Con noi un partigiano ultranovantenne ed un bimbo di poche settimane, ben protetto dal freddo tra le braccia del padre.
Ci accoglie la breve radura protetta dagli alberi sui quali domina un vecchio castagno, che sicuramente conserva, nel segreto del proprio cuore verde, la memoria di quell’otto dicembre 1943 , il giorno del giuramento partigiano della Garda, col quale nacque la prima formazione partigiana della Valle, una delle prime d’Italia.

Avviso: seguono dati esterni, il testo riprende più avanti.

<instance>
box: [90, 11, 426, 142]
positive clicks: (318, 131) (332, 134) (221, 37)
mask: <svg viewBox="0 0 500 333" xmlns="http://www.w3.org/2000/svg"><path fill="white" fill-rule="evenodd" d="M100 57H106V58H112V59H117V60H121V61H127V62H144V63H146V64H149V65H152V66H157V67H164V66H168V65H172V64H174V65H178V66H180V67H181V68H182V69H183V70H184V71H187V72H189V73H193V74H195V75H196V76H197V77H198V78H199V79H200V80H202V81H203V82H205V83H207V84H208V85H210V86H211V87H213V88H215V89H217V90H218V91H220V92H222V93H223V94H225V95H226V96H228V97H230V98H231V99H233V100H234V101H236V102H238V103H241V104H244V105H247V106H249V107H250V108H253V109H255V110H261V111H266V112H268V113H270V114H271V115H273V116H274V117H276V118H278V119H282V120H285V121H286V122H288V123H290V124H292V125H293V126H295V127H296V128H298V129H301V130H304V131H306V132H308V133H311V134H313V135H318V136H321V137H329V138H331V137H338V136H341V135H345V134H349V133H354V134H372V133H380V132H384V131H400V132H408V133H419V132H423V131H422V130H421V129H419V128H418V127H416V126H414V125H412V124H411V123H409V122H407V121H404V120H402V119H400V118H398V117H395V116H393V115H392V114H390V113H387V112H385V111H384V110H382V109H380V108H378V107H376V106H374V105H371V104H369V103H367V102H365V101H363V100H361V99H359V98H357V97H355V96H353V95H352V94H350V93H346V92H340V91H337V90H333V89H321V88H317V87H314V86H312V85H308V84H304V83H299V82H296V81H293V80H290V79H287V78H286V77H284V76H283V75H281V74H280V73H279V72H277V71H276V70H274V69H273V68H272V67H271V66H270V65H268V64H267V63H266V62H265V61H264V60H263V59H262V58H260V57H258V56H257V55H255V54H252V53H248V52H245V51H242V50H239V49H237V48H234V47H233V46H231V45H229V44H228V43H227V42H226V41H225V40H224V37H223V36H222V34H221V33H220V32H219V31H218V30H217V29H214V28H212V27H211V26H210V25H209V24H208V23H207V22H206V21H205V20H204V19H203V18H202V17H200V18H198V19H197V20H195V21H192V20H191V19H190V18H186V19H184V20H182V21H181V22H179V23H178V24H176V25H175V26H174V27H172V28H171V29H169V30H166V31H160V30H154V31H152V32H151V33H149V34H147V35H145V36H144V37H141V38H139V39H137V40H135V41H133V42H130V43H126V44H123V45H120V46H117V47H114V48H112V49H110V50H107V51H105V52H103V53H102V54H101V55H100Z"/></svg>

Di quella giornata esiste una fotografia: giovani schierati in una fila che dovrebbe essere militarescamente ordinata, ma che conserva una spontaneità per nulla militaresca. Se qualcuno indossa ancora i panni della leva interrotta l’8 settembre, la maggior parte porta gli indumenti dei figli della montagna. Qualche cappello alpino, ma i più col passamontagna. C’è qualche fucile da esibire a presentat arm, ma la stragrande maggioranza ha solo la propria giovanile ribellione.
A ricordare quei tempi è Ugo Berga, uno dei ragazzi di allora. Parla per ultimo, dopo gli oratori ufficiali ed il saluto del giovane georgiano giunto in Valsusa seguendo i ricordi di suo nonno partigiano. Poche parole, lontane dalla retorica, capaci di riportare di quei tempi l’utopia, l’urgenza libertaria. Racconta dei compagni trucidati nelle imboscate fasciste o deportati nei lager; parla dei loro sogni adolescenti, ma anche di una Resistenza viva più che mai, della lotta civile che, accanto alla lotta armata, fu forza invincibile e continua ad esserlo, nella nostra Valle come in ogni parte del mondo, là dove esistono ingiustizia e sopraffazione del più forte sul più debole.
Ugo, il più anziano e il più giovane di tutti noi, capace di commuovere e di dare coraggio.
Intorno, le bandiere partigiane si muovono al vento che fischia, ora come allora.